Introduction

This is the milestone report for the second week of the Data Science Capstone. the aim of this report is to showcase basic features of the data, first analyses and some ideas about how to proceed from here.

The data

The data were provided from Swiftkey and contained sentences that were collected from blogs, twitter, and the news in four different languages (german, english, finnish, russian). I will concentrate on the english dataset in this report, but in theory everything should be applicable to the other languages as well.
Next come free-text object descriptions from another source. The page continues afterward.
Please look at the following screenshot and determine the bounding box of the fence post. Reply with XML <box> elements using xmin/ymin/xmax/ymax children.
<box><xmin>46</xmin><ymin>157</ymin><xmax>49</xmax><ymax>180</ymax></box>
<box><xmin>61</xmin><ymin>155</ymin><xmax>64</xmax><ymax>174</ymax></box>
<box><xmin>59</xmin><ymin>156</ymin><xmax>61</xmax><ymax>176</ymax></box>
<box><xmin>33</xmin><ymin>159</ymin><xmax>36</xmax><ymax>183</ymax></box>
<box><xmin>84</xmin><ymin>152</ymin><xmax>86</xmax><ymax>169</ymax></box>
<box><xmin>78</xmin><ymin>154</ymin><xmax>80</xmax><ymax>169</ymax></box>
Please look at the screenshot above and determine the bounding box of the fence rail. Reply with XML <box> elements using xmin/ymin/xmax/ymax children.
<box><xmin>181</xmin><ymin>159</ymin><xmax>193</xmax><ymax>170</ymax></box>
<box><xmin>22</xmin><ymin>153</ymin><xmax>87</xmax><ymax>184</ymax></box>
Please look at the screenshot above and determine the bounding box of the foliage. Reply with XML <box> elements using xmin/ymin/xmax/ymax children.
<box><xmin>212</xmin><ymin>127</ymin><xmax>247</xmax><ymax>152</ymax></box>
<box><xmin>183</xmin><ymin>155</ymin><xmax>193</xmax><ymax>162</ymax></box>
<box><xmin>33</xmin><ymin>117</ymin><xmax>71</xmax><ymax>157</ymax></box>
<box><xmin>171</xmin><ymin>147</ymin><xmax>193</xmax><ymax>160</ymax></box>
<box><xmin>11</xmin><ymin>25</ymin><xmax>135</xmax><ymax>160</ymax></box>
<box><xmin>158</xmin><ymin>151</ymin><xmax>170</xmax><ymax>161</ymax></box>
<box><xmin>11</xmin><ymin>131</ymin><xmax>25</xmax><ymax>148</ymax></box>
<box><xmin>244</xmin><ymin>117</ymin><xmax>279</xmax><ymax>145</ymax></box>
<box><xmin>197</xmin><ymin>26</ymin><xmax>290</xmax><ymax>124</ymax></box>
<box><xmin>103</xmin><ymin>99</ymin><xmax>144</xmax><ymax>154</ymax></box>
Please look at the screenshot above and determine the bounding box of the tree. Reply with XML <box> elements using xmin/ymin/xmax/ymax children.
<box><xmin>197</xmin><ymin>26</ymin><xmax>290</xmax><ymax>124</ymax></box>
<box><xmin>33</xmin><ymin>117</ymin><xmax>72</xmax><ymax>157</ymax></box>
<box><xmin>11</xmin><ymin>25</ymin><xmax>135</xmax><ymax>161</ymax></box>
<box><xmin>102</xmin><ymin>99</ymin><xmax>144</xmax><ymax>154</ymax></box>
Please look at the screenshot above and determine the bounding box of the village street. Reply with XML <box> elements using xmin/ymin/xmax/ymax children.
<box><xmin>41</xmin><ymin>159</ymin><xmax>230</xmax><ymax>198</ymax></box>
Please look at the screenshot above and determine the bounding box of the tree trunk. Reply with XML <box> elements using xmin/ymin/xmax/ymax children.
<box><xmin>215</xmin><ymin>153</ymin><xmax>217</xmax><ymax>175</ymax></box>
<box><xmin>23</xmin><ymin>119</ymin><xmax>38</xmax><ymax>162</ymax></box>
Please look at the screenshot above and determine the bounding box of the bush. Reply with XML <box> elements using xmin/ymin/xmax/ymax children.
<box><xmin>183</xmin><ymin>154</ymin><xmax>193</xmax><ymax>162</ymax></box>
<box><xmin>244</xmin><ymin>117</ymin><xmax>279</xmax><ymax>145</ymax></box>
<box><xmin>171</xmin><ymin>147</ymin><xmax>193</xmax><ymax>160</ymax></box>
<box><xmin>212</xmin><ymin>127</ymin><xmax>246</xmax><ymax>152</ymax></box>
So we start with the three file:

The file sizes with about 200 MB each already tells us that memory capacity will be a major factor in this analysis. I firstly read all data and check the number of lines etc. for each dataset.

library(stringi)
library(pander)

setwd("~/Google Drive/coursera/cap_stone/final/en_US/")
conn <- file("en_US.blogs.txt", "r")
blogs <- readLines(conn,skipNul = TRUE)
l1 <- length(blogs)
w1 <- sum(stri_count_words(blogs))
m1 <- w1/l1
close(conn)

conn <- file("en_US.news.txt", "r")
news <- readLines(conn,skipNul = TRUE)
l2 <- length(news)
w2 <- sum(stri_count_words(news))
m2 <- w2/l2
close(conn)

conn <- file("en_US.twitter.txt", "r")
twitter <- readLines(conn,skipNul = TRUE)
l3 <- length(twitter)
w3 <- sum(stri_count_words(twitter))
m3 <- w3/l3
close(conn)

stats = data.frame(dataset=c("blogs","news","twitter"),number_of_lines = c(l1,l2,l3),number_of_words = c(w1,w2,w3),mean_no_words = c(m1,m2,m3))
pander(stats)
dataset number_of_lines number_of_words mean_no_words
blogs 899288 37546246 41.75
news 1010242 34762395 34.41
twitter 2360148 30093410 12.75

Exploratory analysis

All three datasets contain more than 30.000.000 words, but the number of lines, and therefore mean number of words per line, differ vastly. Twitter lines contain the least words, followd by the news and lastly the blogs. So the first question is, do we really need that many words to see trends in the occurrences of the words. For this, I have sampled different percentages (0.5,0.25,0.1,0.05,0.025) of lines from the blogs dataset and compared the list of 1000 most prevalent words to see if you get the same result with a much smaller set of words. This analysis takes some time so I’m only showing the overlap of the 100 most prevalent words between the 25%, 10%, and 2.5% overlap.

library(VennDiagram)
## Loading required package: grid
## Loading required package: futile.logger
grid.newpage()
draw.triple.venn(area1 = 1000, area2 = 1000, area3 = 1000, n12 = 973, n23 = 940, n13 = 948, 
                  n123 = 932, category = c("25%", "10%", "2.5%"), lty = "blank", 
                  fill = c("skyblue", "pink1", "mediumorchid"))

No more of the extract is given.